Category: Czech Republic

  • GDPR Misconceptions

    The GDPR comes into effect on May 25, 2018. Since data processing concerns a wide range of activities, very few companies or entrepreneurs will be unaffected. Numerous articles and discussions have been posted about the GDPR in the media, some of which contain false or misleading information and therefore give rise to concern, especially considering the possibility of high penalties. Failure to adopt national implementing legislation does not help the situation either.
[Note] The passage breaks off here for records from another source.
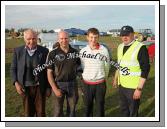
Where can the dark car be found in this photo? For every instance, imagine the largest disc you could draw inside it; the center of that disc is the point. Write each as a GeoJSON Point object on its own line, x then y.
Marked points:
{"type": "Point", "coordinates": [81, 44]}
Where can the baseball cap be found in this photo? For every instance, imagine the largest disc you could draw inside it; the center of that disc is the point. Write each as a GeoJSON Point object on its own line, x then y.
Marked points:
{"type": "Point", "coordinates": [126, 30]}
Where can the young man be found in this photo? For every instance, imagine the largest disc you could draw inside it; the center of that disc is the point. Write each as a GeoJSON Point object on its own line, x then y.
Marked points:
{"type": "Point", "coordinates": [32, 88]}
{"type": "Point", "coordinates": [133, 55]}
{"type": "Point", "coordinates": [95, 63]}
{"type": "Point", "coordinates": [62, 75]}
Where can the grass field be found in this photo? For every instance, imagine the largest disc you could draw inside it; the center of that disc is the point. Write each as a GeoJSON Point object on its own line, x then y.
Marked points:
{"type": "Point", "coordinates": [13, 102]}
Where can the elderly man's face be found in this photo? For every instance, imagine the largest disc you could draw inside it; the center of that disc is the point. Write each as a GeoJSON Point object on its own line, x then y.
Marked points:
{"type": "Point", "coordinates": [30, 39]}
{"type": "Point", "coordinates": [63, 39]}
{"type": "Point", "coordinates": [127, 39]}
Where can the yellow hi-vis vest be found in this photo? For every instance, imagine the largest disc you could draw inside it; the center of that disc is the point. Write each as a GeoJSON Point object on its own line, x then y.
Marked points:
{"type": "Point", "coordinates": [129, 60]}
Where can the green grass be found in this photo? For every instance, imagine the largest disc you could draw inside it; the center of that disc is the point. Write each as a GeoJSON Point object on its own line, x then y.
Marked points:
{"type": "Point", "coordinates": [13, 102]}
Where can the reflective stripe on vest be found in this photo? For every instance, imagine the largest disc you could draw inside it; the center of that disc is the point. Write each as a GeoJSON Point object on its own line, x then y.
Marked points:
{"type": "Point", "coordinates": [129, 60]}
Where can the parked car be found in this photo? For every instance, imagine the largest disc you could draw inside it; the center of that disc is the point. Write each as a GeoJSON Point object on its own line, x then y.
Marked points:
{"type": "Point", "coordinates": [81, 44]}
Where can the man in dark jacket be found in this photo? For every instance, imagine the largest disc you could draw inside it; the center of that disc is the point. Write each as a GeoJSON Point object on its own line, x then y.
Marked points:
{"type": "Point", "coordinates": [31, 84]}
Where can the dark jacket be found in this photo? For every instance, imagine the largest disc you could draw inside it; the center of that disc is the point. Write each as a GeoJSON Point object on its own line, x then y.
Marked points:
{"type": "Point", "coordinates": [18, 66]}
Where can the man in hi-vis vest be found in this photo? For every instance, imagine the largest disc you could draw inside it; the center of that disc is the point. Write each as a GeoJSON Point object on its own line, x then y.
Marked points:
{"type": "Point", "coordinates": [133, 60]}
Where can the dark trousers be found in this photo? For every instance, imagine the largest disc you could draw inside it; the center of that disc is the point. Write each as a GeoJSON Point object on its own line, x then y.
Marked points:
{"type": "Point", "coordinates": [129, 107]}
{"type": "Point", "coordinates": [96, 92]}
{"type": "Point", "coordinates": [70, 92]}
{"type": "Point", "coordinates": [34, 102]}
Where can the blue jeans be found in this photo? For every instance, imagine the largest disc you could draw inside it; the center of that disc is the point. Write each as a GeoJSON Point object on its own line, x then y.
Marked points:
{"type": "Point", "coordinates": [129, 107]}
{"type": "Point", "coordinates": [70, 92]}
{"type": "Point", "coordinates": [96, 92]}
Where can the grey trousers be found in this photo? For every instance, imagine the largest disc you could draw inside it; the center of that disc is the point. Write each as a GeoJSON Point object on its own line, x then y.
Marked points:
{"type": "Point", "coordinates": [70, 92]}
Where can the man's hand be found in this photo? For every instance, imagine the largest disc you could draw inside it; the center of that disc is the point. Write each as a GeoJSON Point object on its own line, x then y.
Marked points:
{"type": "Point", "coordinates": [115, 83]}
{"type": "Point", "coordinates": [19, 89]}
{"type": "Point", "coordinates": [137, 94]}
{"type": "Point", "coordinates": [115, 79]}
{"type": "Point", "coordinates": [58, 92]}
{"type": "Point", "coordinates": [48, 92]}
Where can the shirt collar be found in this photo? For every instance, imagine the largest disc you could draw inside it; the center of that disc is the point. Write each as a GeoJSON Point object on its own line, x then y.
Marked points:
{"type": "Point", "coordinates": [130, 43]}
In this article we would like to highlight some of this misleading information and explain the inaccuracies.

    The Regulation is often described as a “revolution in personal data protection.” This is not correct, and the Czech Office for Personal Data Protection, which continues to act as the supervisory authority and provides interpretative opinions, has tried to rebut this presumption, as the current Czech law, which has been in effect since 2000, already regulates most of the issues. Both it and the GDPR contain similar terms, such as “personal data,” “processing,” “data subject,” and “controller” defined similarly. The GDPR also does not constitute a new catalogue of rights of data subjects, as most of them – such as the right to erasure (known as “the right to be forgotten”) had already been established by the current legislation. The GDPR also does not bring with it a revolution in the duties of data controllers and processors; it only goes further with their specifications and provides some additional duties for these subjects, such as informing the supervisory authority if there is a data breach.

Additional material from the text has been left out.